Congrats! Snakes are so much fun! I've been keeping snakes for 16 years now, and I love them!

First thing I'd do is chuck the heat lamp and get an under tank heater and a rheostat to control the temperature. Heat lamps can really dry the air in a snake's cage, and it's also very difficult to regulate the amount of heat getting to the snake when using a lamp. An under tank heater without a rheostat or some way to regulate its heat, on the other hand, can get WAY HOT...so the rheostat is very important! The warm side of the tank should be around 80-85, and the cool side 70-75. Make sure your thermometer is on the floor of the tank!

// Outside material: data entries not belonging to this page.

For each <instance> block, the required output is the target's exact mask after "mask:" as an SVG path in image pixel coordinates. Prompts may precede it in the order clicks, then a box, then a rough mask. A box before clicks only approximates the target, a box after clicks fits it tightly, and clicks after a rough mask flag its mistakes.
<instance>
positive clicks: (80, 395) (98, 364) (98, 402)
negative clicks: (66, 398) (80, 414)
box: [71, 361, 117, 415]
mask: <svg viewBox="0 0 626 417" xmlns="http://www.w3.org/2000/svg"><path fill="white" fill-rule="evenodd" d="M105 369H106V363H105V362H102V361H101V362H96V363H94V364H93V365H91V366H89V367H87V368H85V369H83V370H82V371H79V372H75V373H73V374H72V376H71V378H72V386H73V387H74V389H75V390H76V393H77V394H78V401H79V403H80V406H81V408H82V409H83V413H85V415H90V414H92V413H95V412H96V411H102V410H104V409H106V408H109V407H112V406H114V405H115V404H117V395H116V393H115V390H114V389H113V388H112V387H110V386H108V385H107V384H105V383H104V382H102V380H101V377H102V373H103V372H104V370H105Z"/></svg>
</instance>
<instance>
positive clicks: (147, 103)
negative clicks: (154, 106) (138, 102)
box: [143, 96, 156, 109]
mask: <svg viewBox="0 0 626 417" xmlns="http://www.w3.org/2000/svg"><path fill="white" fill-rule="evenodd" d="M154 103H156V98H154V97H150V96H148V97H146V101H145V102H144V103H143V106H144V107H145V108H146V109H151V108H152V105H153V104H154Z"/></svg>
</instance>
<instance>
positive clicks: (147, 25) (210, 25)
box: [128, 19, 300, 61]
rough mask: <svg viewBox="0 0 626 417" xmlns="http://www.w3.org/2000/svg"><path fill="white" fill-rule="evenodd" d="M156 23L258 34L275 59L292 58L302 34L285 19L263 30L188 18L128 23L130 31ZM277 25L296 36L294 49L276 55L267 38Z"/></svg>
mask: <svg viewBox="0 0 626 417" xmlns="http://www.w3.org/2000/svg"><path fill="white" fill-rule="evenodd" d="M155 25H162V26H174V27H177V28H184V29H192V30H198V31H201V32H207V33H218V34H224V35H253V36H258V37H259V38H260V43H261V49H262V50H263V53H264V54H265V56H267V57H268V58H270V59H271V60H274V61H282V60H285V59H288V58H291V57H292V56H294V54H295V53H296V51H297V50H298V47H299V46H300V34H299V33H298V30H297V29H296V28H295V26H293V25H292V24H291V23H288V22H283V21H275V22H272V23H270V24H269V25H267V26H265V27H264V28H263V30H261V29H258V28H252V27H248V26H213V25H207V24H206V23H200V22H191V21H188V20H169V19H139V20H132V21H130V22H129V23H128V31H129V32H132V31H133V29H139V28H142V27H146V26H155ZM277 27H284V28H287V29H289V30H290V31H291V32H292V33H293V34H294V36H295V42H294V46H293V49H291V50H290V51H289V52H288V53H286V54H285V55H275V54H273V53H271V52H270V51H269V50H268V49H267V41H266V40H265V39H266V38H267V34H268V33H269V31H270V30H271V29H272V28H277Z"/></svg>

For some reason, people like to get those wall thermometers for corns...but corns hang out on the floor! So that's where the heat should be measured!

I'd give the snake a full week to settle in before handling it, and at least a week before attempting to feed. Find out from the previous owner if the snake has been on live, pre-killed, or frozen-thawed food. Frozen-thawed is the best option for MANY reasons, and the vast majority of corn snakes will readily take food that way. The mouse should be no bigger than 1 1/2 times the width of the widest part of the snake. A few minutes before feeding time, drop the mouse in a bowl of hot water and wait until it's thawed all the way through. Set the mouse near the snake, make sure the snake can't escape, dim the lights, and leave the room for several hours. Lots of people put their first snake off of food by checking on it every twenty minutes to see if it's eaten yet. If your snake senses a big predator nearby it may spit out its food so it can be prepared to make a run for it! Most snakes eat once a week for the first 3 years or so, then they slow down to every 2 weeks or so.

Corns are generally really really docile. If you're nervous handling it at first, gloves can be a really big help. A snake can tell if you're tense or jittery when holding it, and will respond appropriately! I recently got a new girl who bit me as I was putting her in her cage, so for weeks after that I was nervous while handling her, and she was jumpy and irritable too. My sister in law came over and picked her up confidently, and my darling snake was calm as could be! I felt like a dummy. Signs of a grumpy corn snake include: tensing into an 's' shape, flattening their head into a triangle, and rattling their tail!

Do you know what morph the snake is? Most morphs are very easy to tell when they're going into a shed cycle. The eyes turn milky, then clear, and a few days later they shed. Ideally, snakes shouldn't be handled or fed during a shed cycle. My corns are all snows, and it's almost impossible to tell when they're going to shed...so they do get handled and fed during that time, but if I could tell I would avoid it. I feel like it must be stressful for them not being able to see well, and they do have a higher change of regurgitating their food if they eat while in shed. (a snake regurgitating is a BIG DEAL!)

Hmm..what else? A gram scale (like a little kitchen scale) is neat to have. I like to weigh my snakes and see how fast they're growing.

Health problems to look for...not much! Regurgitated food, after the snake sheds make sure both of the eyecaps have come off.

Here are a few pics of my corns...

Kostya: He's a Bubblegum Snow from Low Belly Reptiles, and with any luck he'll be a daddy in the spring.


Pearl: She's a Coral Snow originally from South Mountain Reptiles, and hopefully she'll be the mama! She decided to taste me upon arrival to my house. I don't blame her, she'd just been shipped overnight from Texas and she was cranky!


Mirasol: (Atrocious picture, I know!) She's a Champagne Snow Stripe. She'll be Kostya's other wife...in three years!